ESKİŞEHİR HABER

Sibel Erenoğlu: "Laikliğin ve demokrasinin ciddi sorunlarla karşı karşıya olduğu günlerdeyiz"

29 Ekim Kadınları Derneği Eskişehir Şube Başkanı Sibel Erenoğlu, Bahriye Üçok’un ölüm yıl dönümünde laikliğin ve demokrasinin geriye çekildiğini söyledi.

Abone Ol

29 Ekim Kadınları Derneği Eskişehir Şube Başkanı Sibel Erenoğlu, Bahriye Üçok’un ölüm yıl dönümünde laikliğin ve demokrasinin geriye çekildiğini söyledi.

*

29 Ekim Kadınları Derneği Eskişehir Şube Başkanı Sibel Erenoğlu şu ifadeleri kullandı:

“Aydınlanma mücadelemizin kadın önderlerinden, İslam tarihçisi Doç. Dr. Bahriye Üçok’un katledilişinin yıl dönümündeyiz. 31 Ocak 1990’da Muammer Aksoy’un katliyle başlayan aydın cinayetleri; 4 Eylül 1990’da Turan Dursun’u, 7 Mart 1990’da Çetin Emeç’i, 6 Ekim 1990’da da Bahriye Üçok’u aramızdan aldı. Bu cinayetler kimi kez bireyleri, kimi kez de toplulukları hedef alarak hep sürdü. Maraş, Çorum, Sivas-Madımak, Suruç, Gar, Merasim Sokak gibi yer adlarıyla anılan toplu katliamlar da yüzlerce insanımızı aramızdan aldı. Ne yazık ki bu cinayetlerin failleri ve arkasındaki örgüt ya da örgütler hâlâ tam olarak ortaya çıkarılamadı.

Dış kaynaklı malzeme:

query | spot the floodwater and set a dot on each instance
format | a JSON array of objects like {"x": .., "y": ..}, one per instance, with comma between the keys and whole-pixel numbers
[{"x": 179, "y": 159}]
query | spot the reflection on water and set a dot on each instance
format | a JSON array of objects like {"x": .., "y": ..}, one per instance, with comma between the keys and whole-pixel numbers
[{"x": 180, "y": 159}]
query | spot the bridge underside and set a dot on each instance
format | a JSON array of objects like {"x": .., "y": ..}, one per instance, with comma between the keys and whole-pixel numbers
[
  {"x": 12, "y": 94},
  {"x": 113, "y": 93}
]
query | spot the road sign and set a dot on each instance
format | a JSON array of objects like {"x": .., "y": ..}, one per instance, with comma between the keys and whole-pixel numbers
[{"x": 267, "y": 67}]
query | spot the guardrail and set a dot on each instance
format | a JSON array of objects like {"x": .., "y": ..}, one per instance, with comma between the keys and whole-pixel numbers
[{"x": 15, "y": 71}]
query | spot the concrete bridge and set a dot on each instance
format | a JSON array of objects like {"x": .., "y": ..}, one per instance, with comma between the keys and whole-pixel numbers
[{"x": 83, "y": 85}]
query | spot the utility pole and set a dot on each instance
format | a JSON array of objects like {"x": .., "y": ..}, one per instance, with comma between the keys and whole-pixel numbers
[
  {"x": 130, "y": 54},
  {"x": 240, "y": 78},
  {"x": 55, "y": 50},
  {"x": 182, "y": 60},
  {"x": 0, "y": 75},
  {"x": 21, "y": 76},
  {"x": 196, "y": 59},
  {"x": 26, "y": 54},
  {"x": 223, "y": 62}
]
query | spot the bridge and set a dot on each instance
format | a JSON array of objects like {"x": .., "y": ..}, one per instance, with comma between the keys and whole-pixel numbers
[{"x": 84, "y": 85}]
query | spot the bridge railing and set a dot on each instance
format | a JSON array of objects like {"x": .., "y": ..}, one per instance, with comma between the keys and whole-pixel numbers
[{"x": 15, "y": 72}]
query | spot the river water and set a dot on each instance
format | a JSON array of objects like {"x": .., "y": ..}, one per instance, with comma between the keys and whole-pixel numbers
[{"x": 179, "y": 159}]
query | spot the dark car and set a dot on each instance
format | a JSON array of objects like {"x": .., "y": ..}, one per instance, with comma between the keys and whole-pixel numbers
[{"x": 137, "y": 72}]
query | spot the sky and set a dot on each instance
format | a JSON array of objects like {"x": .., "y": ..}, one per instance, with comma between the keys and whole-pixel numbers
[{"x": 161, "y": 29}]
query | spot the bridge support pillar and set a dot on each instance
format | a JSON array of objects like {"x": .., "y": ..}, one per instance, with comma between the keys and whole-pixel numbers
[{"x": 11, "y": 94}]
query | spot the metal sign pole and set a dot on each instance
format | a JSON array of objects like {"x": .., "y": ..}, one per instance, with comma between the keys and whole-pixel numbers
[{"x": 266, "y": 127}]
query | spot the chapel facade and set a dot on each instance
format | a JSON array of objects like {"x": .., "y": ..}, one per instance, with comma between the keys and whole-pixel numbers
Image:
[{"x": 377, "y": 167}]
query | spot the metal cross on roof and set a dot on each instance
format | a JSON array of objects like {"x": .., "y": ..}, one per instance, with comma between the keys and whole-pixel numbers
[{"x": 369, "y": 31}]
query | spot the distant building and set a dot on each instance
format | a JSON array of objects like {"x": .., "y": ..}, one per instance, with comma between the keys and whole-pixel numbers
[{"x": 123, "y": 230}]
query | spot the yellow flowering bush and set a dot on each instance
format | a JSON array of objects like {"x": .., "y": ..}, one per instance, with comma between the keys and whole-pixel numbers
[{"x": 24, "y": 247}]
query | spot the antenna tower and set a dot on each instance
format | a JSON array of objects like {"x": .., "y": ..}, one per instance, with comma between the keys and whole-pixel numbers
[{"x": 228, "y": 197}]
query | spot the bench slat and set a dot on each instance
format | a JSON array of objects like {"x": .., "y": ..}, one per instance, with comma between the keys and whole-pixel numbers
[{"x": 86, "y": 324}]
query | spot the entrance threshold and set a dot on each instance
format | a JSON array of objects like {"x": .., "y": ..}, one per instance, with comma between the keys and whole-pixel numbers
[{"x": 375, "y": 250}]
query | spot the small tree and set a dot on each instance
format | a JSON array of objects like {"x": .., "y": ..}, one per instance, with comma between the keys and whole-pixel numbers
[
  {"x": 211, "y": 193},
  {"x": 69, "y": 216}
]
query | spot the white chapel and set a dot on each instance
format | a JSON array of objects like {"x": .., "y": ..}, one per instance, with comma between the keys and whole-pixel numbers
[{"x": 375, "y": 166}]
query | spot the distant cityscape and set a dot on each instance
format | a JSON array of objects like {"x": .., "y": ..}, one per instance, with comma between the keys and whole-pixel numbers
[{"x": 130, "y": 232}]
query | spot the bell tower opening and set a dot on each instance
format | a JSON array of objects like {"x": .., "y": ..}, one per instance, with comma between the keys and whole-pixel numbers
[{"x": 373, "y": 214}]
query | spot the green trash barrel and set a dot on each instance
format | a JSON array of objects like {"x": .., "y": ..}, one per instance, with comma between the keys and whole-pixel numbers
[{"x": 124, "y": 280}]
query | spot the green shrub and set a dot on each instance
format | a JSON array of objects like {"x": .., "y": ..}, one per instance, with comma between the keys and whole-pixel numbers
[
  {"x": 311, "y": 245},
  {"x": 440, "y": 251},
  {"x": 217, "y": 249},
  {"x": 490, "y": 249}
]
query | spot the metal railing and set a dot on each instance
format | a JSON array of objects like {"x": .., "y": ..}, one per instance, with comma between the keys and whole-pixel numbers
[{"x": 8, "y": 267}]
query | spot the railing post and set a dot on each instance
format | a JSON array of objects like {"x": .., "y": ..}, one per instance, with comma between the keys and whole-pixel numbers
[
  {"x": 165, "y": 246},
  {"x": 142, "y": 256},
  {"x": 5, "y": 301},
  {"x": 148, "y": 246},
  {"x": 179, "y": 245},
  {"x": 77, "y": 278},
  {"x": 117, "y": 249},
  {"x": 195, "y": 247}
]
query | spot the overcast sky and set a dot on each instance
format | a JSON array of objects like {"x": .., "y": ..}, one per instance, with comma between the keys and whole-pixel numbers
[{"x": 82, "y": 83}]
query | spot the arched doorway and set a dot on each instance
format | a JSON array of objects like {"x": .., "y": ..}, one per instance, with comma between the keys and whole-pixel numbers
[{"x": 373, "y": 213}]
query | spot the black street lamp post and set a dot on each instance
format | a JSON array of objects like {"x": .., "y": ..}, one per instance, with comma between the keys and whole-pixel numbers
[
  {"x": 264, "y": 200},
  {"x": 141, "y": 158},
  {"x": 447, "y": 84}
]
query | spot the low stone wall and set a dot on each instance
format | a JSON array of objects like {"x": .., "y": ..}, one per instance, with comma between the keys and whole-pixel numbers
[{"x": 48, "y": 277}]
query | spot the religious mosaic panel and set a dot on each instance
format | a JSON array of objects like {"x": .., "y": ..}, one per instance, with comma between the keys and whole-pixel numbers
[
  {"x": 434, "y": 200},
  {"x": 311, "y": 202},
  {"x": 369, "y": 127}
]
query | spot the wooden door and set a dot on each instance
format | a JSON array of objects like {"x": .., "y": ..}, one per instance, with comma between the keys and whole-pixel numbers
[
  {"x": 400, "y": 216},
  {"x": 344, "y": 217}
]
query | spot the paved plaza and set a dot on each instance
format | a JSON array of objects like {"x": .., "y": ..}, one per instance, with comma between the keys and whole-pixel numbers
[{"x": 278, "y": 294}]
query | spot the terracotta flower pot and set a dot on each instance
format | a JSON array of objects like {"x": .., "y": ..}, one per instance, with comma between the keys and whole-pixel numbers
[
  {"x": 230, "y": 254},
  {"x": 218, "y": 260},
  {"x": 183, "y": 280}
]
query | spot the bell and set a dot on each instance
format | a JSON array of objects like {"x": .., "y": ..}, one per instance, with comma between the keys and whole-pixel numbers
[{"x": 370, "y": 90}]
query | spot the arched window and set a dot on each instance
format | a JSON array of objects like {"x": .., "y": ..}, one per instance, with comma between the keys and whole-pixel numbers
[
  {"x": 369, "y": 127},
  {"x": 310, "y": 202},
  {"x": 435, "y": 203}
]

Gerici örgütler bu katliamları neden gerçekleştirdiler? Hedef alınan aydınların ya da toplulukların istemi neydi, sorusunun yanıtını biliyoruz: Onlar, laik ve demokratik bir toplumun inşasını savundular. Okullarında, meclis kürsülerinde, kitaplarında, gazetelerinde, yaşamlarının her anında aydınlık bir Türkiye kurma sorumluluğu ile hareket ettiler. Çünkü laiklik, demokrasinin temel taşlarından biridir. Laiklik ile demokrasi arasında kopmaz bir bağ vardır. Laiklik, ‘ümmeti’ yurttaş-halk yapan unsurdur; ortaçağ ilişkilerinden, kulluktan arınmaktır. Anti-feodal bir devrim sorunudur. Bu nedenle ortaçağdan köklü bir kopuş gerçekleşmedikçe, gericiliğin iktidara yönelişini ve hâkimiyetini engellemek olanaklı değildir.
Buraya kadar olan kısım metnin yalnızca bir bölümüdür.